I'm saying Greg Kasavin for a reason. If you check Kasavin's (or GregK) blog at gamespot.com you'll find his latest entry revealing, to say the least. I can't say I like the spin GS took since Greg, its chief editor, left. But I would dare say, had Greg remained at GS I doubt Jeff's review would have been aired in the state it was when it got removed. Because, as much as I hate saying so, if C|Net's official reason for withdrawing Jeff's video review of Kane & Lynch is its failure to meet certain professional criteria, I'll have to go with C|Net this time.
I got hooked on Gamespot a few years ago after watching GS' game of the year awards video. There was Greg Kasavin, there was Rich Gallup, and there was Jeff Gerstmann too. I remember thinking this is journalism when watching that video, when reading many reviews, when viewing E3 video coverage. That seems a long long time ago, because ever since every now and then I get the feeling certain reviewers don't know where they're working at. As for yesterday 1/12/2007, Alexa ranked gamespot.com traffic at no. 113; cnn.com ranked 107. Which gives a proper analogy of GameSpot being the CNN of gamers. And it actually is, ladies and gentleman.

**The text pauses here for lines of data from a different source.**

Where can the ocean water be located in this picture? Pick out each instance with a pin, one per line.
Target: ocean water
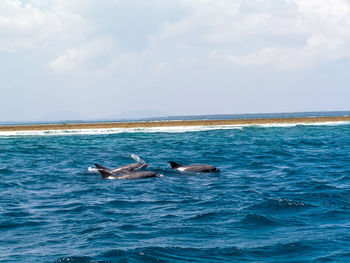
(283, 195)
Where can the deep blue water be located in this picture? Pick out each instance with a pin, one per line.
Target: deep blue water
(283, 195)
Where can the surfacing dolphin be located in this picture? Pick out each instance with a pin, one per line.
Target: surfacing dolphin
(128, 175)
(199, 168)
(123, 169)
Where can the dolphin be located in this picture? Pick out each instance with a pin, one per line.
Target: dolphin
(199, 168)
(128, 175)
(123, 169)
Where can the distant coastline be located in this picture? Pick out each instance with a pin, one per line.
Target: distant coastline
(170, 123)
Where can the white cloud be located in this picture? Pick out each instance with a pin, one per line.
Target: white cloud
(26, 25)
(282, 34)
(82, 58)
(290, 34)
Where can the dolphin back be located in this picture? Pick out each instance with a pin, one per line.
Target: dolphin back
(105, 173)
(100, 167)
(174, 165)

I remember feeling absolutely confident when purchasing Guild Wars or Oblivion after reading its reviews at Gamespot, and I proved right. Now I feel inclined to buy Kane &Lynch: Dead Men in spite of Jeff's review, and that has an undeniable meaning. Jeff didn't come up with any arguments that may discourage my liking of Kane & Lynch characters, plot, or setting -which to me remain some of its biggest selling points-, other that he didn't like those himself or the abuse of the f* word. Mr. Jeff Gerstmann, that's not the reason why I read Gamespot's one and only official Kane & Lynch review.

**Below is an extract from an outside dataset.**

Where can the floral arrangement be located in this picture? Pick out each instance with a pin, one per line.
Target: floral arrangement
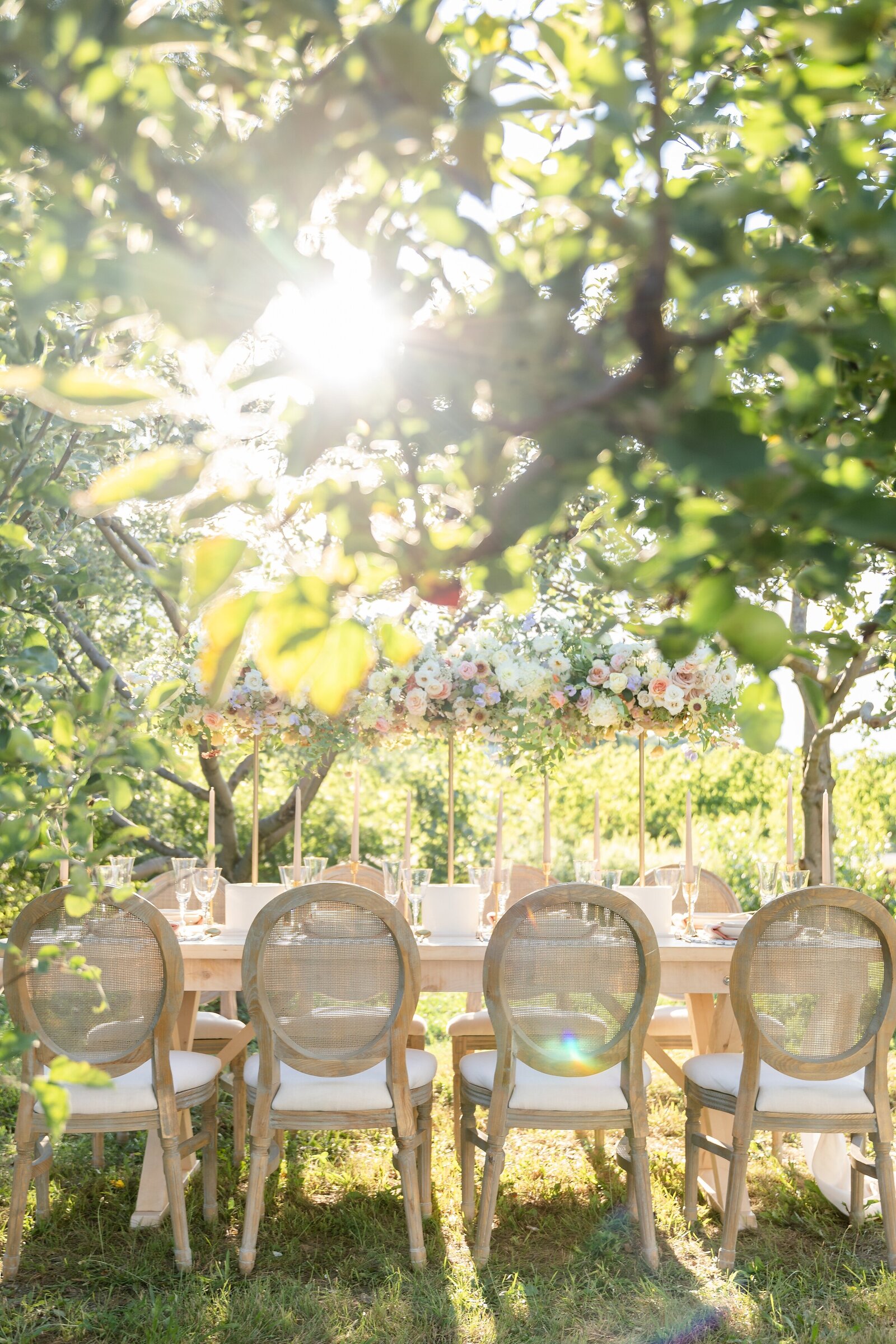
(534, 690)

When you get paid for reviewing videogames at the industry-leading website you should bear in mind something more than basic English rules or your personal taste and opinion. You shouldn't mistake Gamespot's official review for your blog. If you're going to bash a stellar launch from one of your employer's main sources of income, you'd better make sure you do so properly, professionally, and do not give any excuses for getting the boot, espcially after they have asked you once to change your tone -which is leaps and bounds different from changing your score. As it is, it's unclear whether Jeff would have been fired had he kept his paid-for review up to scratch.